UN Refugee Agency Chief opens landmark meeting with call for protection for climate refugees
More than three and a half years ago the UN High Commissioner for Refugees, António Guterres, was quoted as saying that climate change represented one of the “main drivers” of forced displacement. He highlighted the link between the impact on the environment and an increase in extreme poverty and conflict.
And this week, at a landmark UN Refugee Agency ministerial meeting, he was forced to admit that, “while the nature of forced displacement is rapidly evolving, the responses available to the international community have not kept pace.” Opening the largest conference of its kind in the UN Refugee Agency’s 60-year history, Guterres drew the world’s attention to the growing number of people uprooted by natural disasters and losing their livelihoods to desertification.
Today, the number of people displaced by climate-related natural hazards (storms, flooding) outnumber refugees fleeing persecution and conflict three to one. Yet these people are still not officially recognized and there is no agency, institution or piece of legislation mandated for their protection. Without recognition, there can be no coordinated, rational, international response to situations where people are displaced in this way.
“These persons are not truly migrants, in the sense that they did not move voluntarily.” Guterres said. Some of the world’s poorest and most vulnerable people stand to be first and worst affected by climate change.

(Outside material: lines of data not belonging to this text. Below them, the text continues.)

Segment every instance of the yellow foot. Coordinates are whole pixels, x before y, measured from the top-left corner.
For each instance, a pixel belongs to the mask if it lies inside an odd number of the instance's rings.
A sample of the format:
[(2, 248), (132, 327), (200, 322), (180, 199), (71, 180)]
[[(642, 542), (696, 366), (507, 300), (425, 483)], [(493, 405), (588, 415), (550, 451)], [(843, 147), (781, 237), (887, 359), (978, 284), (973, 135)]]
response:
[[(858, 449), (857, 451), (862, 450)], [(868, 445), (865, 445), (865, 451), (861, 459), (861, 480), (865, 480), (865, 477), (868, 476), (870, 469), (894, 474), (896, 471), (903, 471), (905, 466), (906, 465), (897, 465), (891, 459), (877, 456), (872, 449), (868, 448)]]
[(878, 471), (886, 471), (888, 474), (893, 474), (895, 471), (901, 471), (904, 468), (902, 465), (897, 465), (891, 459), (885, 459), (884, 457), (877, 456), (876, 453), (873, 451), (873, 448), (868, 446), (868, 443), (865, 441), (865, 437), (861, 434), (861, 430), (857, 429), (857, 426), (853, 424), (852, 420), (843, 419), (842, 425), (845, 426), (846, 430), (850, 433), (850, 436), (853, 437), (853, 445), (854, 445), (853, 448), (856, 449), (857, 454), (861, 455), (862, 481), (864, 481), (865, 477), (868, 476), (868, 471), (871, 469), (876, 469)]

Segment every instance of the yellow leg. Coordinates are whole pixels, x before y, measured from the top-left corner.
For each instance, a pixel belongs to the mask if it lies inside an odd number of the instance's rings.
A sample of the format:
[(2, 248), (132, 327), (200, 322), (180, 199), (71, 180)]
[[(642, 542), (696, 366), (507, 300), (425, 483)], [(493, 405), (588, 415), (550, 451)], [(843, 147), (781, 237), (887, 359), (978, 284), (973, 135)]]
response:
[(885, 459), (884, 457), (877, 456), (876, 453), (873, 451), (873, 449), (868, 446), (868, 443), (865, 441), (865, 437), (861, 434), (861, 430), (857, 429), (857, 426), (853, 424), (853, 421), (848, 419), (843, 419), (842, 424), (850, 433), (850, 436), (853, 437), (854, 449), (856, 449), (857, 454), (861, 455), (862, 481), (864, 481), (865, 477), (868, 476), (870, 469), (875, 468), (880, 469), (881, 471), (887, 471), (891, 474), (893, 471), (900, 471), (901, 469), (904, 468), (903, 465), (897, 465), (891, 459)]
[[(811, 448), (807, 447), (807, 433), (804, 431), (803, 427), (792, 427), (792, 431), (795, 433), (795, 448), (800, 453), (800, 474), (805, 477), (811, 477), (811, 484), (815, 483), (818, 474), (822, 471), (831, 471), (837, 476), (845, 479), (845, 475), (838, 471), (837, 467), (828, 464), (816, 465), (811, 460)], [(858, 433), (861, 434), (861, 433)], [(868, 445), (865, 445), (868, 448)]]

Countries that are least culpable for climate change are paying the ultimate price. With every day that passes, and no agreement is reached at the UNFCCC climate summit in Durban, the urgency of which a response to environmentally-induced displacement is needed increases.
The humanitarian disaster in East Africa demonstrates that ad hoc responses to disasters cannot protect those affected. Long-term planning and funding for adaptation are essential. A new, legally-binding, global framework for climate refugees must be agreed by states in order to secure their recognition and protection.